President George W. Bush had been open to having Obama take part in the summit on Friday and Saturday of leaders of the G20, which includes top industrial and developing economies such as France, Great Britain, Italy, China, Brazil and India.
But neither Obama nor his aides will attend.
"He's very interested and thought it was very good to have the meeting. But in a phrase you'll hear in exceedingly large numbers of times between now and the 20th of January, there's only one president at a time," senior Obama aide Robert Gibbs told reporters on Monday.
Bush has put Dan Price, a White House expert on international economics, in charge of briefing Obama and his team. "We are discussing the summit with representatives of President-elect Obama, and are seeking their input and views," said White House spokesman Tony Fratto.
Even if Obama had wanted to attend the summit, experts said there would not have been time to prepare for it.
Obama, who made history a week ago as the first black U.S. president-elect, takes over from Bush on Jan. 20. He has yet to select his Treasury secretary or any other members of his economic team.
"There is so much careful choreography that goes into these events," said Simon Johnson, former chief economist at the International Monetary Fund who is now with Peterson Institute for International Economics think tank. "The preparations can take weeks, if not months," Johnson said.
Reginald Dale, a scholar at the Center for Strategic and International Studies, also thought Obama's approach was sensible.
"I think he wants to have a free hand after the inauguration," Dale said. "If he gets too closely associated with the summit, he might find himself associated with views with which he might not necessarily agree."

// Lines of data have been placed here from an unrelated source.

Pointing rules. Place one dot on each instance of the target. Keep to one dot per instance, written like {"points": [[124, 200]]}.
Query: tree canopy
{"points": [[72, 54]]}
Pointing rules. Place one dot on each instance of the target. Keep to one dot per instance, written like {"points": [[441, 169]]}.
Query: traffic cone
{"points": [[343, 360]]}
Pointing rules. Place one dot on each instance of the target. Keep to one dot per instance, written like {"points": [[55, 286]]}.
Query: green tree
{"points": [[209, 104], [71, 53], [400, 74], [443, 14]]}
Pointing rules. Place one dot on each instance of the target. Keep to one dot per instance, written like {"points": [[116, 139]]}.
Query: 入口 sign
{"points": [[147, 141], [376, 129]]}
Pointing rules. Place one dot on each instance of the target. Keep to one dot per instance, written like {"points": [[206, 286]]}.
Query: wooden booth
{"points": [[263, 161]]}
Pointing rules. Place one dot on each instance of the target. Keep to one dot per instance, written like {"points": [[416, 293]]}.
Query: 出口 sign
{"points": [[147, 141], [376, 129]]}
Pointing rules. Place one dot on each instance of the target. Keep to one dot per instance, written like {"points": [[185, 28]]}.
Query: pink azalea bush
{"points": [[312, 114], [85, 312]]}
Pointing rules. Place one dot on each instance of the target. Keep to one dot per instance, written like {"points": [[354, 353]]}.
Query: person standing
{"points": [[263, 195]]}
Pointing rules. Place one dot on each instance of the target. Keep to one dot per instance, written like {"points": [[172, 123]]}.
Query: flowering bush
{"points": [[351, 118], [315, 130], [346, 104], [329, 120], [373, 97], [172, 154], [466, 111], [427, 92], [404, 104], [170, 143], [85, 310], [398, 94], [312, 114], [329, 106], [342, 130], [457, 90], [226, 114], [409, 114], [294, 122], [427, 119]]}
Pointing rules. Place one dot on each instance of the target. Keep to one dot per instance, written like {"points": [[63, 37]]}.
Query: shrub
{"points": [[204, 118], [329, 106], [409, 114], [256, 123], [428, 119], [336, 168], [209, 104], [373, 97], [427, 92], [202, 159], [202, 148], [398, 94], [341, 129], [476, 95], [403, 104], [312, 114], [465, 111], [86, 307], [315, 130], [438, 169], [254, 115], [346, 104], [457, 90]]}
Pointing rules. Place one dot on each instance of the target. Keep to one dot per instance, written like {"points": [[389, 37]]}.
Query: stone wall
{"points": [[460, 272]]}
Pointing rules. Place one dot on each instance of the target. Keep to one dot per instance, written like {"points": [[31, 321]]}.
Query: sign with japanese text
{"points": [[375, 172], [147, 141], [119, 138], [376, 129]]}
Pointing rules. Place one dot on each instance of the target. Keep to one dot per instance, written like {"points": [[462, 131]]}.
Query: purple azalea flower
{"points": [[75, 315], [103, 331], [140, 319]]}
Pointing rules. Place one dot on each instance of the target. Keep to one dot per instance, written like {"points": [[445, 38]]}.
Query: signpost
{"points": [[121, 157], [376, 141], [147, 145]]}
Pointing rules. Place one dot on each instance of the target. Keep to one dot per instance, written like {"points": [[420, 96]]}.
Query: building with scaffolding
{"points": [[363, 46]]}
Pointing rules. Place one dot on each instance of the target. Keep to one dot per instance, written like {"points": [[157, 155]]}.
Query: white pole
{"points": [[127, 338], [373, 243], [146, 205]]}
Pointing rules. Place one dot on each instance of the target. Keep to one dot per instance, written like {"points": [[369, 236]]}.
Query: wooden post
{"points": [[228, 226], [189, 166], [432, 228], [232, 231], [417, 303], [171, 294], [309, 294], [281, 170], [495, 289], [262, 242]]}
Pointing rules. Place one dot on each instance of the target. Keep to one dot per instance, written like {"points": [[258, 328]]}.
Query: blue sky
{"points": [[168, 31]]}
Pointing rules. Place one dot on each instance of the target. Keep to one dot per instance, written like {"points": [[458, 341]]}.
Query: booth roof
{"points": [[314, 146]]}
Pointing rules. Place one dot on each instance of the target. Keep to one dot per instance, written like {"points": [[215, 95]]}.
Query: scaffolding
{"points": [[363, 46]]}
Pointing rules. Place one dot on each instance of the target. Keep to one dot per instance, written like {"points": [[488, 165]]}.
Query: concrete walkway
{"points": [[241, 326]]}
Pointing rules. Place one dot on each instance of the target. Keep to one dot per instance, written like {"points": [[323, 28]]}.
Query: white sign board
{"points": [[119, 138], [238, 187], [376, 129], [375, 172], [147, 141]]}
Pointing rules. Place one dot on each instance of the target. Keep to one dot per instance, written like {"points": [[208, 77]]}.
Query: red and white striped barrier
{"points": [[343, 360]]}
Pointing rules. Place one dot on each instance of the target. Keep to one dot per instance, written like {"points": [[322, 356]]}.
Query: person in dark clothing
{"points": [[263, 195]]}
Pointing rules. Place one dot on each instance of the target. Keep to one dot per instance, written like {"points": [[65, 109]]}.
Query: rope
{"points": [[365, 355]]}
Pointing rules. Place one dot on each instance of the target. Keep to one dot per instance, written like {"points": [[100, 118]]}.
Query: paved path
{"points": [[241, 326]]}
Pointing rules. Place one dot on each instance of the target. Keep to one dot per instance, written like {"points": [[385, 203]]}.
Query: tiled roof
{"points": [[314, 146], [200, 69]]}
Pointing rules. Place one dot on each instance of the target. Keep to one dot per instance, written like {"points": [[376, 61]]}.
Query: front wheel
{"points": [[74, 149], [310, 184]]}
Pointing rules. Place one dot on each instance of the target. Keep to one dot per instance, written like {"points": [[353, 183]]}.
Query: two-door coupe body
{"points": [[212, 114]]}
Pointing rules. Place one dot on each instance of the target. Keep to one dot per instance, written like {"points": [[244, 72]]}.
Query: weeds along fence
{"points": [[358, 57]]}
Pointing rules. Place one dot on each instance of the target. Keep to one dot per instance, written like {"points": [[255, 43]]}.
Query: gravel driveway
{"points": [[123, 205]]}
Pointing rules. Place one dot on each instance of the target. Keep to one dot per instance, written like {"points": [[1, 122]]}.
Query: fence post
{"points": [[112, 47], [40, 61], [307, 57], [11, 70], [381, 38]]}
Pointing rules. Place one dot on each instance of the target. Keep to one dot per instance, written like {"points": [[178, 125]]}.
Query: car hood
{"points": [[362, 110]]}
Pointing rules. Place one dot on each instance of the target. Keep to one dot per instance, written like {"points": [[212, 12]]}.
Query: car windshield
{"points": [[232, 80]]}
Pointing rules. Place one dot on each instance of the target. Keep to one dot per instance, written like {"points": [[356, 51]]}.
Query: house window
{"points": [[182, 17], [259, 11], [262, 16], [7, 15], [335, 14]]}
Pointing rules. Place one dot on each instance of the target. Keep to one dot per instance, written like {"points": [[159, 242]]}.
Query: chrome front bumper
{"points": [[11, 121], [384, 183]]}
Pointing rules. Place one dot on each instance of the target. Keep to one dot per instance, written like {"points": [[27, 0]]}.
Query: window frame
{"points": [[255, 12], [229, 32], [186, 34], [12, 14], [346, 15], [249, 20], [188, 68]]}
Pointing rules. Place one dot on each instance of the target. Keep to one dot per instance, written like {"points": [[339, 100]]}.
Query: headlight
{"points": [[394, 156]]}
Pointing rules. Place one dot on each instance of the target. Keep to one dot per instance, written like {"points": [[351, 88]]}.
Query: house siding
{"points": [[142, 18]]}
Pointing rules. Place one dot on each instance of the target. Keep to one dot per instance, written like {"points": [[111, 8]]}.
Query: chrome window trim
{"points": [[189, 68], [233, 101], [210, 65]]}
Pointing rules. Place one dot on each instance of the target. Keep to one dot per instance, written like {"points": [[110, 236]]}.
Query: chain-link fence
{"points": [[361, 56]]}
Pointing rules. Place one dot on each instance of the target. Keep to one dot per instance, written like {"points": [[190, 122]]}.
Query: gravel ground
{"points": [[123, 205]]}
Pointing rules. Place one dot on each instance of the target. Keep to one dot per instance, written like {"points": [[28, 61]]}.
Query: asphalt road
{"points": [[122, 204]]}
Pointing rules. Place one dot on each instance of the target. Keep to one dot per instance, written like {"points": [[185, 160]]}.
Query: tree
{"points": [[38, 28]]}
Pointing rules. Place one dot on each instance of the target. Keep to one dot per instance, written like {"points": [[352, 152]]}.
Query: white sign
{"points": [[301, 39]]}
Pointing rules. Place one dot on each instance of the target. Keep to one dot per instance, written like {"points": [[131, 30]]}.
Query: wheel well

A Democrat, Obama sharply criticized Bush's economic policies during the campaign and said they had set the stage for the financial crisis. But he also consulted closely behind the scenes with Bush's Treasury Secretary, Henry Paulson, and supported the $700 billion bailout the Republican administration pushed through Congress.
Both Obama and Bush, who met at the White House on Monday, have emphasized a cooperative spirit during the transition.
Obama's advisers see it as in their interests to avoid overt criticism that might worsen a financial crisis he is set to inherit.